Coding intensity is the pattern where Medicare Advantage organizations document more HCC codes for the same population than traditional Medicare would [7]. The V28 model was built to reduce the impact of discretionary coding on risk scores [11]. CMS applies a uniform adjustment across all plans, which means organizations with clinically accurate coding are penalized alongside those whose inaccurate coding games the system [7].

The shift from coding intensity to coding integrity isn’t optional. The DOJ’s Kaiser and Aetna settlements, OIG’s ongoing audits, and CMS’s accelerated RADV schedule all point one way: more codes without proportional evidence means more fraud exposure on the balance sheet.

How Neuro-Symbolic AI Supports Defensible RAF Scores

Traditional natural language processing (NLP) systems find codes by scanning clinical notes for diagnosis language. What they don’t do is prove why a code is valid.
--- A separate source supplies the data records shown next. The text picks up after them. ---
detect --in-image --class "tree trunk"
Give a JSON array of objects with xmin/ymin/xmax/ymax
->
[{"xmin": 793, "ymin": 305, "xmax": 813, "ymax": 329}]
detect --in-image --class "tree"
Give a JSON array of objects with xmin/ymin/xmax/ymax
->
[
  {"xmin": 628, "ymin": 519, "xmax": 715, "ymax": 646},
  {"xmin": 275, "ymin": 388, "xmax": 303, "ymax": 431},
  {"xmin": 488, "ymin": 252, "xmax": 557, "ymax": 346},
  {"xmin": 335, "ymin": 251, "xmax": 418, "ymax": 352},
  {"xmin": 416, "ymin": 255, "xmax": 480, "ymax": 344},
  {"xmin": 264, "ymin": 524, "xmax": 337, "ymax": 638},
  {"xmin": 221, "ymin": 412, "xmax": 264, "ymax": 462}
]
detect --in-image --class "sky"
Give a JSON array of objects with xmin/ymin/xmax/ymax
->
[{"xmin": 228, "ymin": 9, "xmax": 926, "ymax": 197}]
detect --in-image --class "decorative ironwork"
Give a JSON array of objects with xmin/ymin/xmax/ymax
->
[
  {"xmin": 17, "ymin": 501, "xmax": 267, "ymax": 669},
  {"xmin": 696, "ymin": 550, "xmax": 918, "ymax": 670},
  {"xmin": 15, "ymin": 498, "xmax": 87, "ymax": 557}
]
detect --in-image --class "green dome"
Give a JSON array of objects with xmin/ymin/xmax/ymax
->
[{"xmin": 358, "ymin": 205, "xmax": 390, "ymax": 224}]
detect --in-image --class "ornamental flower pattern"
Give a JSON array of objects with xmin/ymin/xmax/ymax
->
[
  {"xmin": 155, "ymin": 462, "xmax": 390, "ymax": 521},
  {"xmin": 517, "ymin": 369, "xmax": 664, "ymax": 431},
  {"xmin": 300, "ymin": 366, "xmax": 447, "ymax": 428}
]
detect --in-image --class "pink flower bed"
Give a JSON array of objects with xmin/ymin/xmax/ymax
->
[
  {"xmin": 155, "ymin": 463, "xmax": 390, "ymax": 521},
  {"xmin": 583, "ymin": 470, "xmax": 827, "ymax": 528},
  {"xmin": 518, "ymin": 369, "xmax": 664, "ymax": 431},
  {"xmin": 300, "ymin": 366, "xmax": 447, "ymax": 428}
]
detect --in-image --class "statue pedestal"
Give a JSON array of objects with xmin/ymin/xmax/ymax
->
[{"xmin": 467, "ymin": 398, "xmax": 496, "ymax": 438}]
Neuro-Symbolic AI (https://www.raapidinc.com/blogs/neuro-symbolic-ai-in-risk-adjustment/) combines neural network pattern recognition with a symbolic reasoning layer built on medical rules, ICD-10-CM guidelines, and MEAT logic. Every recommendation comes with a transparent evidence trail: the specific text in the note, the MEAT elements present, and the reasoning chain that links documentation to the suggested code.

For health plans and provider groups, this changes the economics of building defensible RAF scores. Chart reviews that once took 40-plus minutes can be processed in 8 to 12 minutes, at 92% out-of-box coding accuracy and over 98% coding accuracy after human-in-the-loop QA.* The same engine flags unsupported diagnoses for removal and runs audit simulations to surface issues before submission. AI tools like this improve RAF score accuracy without pushing coders toward unsupported codes: it’s two-way coding built into the workflow, not bolted on after the fact.

RAAPID internal benchmark.

Building Your Defensible RAF Strategy

A defensible risk adjustment program is operational discipline as much as clinical judgment. These five moves turn the principles above into daily practice and keep RAF scores defensible at scale.

  • Centralize operations. Replace fragmented spreadsheets and siloed EHR systems with real-time, analytics-driven visibility into coding status, documentation quality, and audit readiness.
  • Run two-way retrospective review. Capture missed codes and remove unsupported ones. Track the add-to-delete ratio as a key metric.
  • Invest in provider education. Strong provider education helps clinicians produce complete documentation during encounters, including severity, chronic complications, and social determinants of health.
  • Validate before submission. Run mock audits using CMS logic. Flag weak charts, remediate documentation gaps, and confirm every code has defensible support.
  • Align stakeholders. Connect compliance, finance, operations, and IT around shared dashboards, advanced analytics, and metrics.

What Comes Next

Risk adjustment has moved from a revenue function to a clinical, compliance, and enterprise AI discipline. Health plans that build defensible RAF scores on encounter-linked documentation and transparent validation will earn appropriate reimbursement for every dollar they’re legitimately owed. Defensible RAF scores are the foundation of sustainable, value-based care. The revenue isn’t missing. It’s waiting for healthcare organizations with the confidence to claim it.

Ready to see defensible RAF scoring in your own charts? Book a RAAPID demo (https://www.raapidinc.com/demo) and watch the evidence trail build itself.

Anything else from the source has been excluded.